Pelatihan ini merupakan aksi nyata Gerakan Nasional Revolusi Mental dalam pencegahan intoleransi dan anti perundungan bagi tenaga pendidik di sekolah Muhammadiyah. Kegiatan pelatihan ini merupakan program kerja sama Kemenko PMK RI dan Pimpinan Pusat Muhammadiyah.
Materi utama yang dipaparkan di antaranya bagaimana memahami gejala kekerasan yang terjadi di sekolah, mengenali bibit-bibit kekerasan dan bagaimana menumbuhkan perdamaian, hasutan kebencian di media sosial dan mengidentifikasi faktor yang menjadi ancaman terjadinya intoleransi dan perundungan di sekolah.

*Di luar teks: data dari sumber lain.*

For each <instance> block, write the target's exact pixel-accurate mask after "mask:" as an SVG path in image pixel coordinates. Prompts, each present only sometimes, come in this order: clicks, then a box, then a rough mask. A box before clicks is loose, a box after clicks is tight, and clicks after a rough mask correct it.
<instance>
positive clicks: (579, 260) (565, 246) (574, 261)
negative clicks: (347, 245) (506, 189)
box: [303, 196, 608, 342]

Khelmy Kalam tim fasilitator saat penutupan kegiatan ini berpesan kepada Pimpinan Muhammadiyah Kalimantan Selatan terutama Dikdasmen, apa yang ditulis pada lembar kertas kuis oleh semua peserta merupakan data penting untuk melihat bagaimana situasi sekolah di Muhammadiyah se-Kalimantan Selatan. Terutama masalah yang berkaitan dengan kekerasan dan bullying di sekolah.

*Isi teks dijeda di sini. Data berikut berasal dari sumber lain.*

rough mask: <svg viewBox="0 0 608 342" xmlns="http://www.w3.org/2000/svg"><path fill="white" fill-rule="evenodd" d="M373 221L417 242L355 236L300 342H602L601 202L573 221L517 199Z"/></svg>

"Bapak dan ibu guru sudah terbuka dan jujur menyampaikan masalah yang dihadapi di sekolah masing-masing di lembar kertas tulisan yang dikumpulkan kepada fasilitator sehingga Dikdasmen wilayah hingga daerah Kalimantan Selatan bisa diberikan solusi yang baik dan cepat," jelas Khelmy.
Kegiatan pelatihan ini melibatkan 80 orang tenaga pendidik seperti kepala sekolah, wakil kepala sekolah, dan guru di lingkungan sekolah/ madrasah Muhammadiyah Kota Banjarmasin.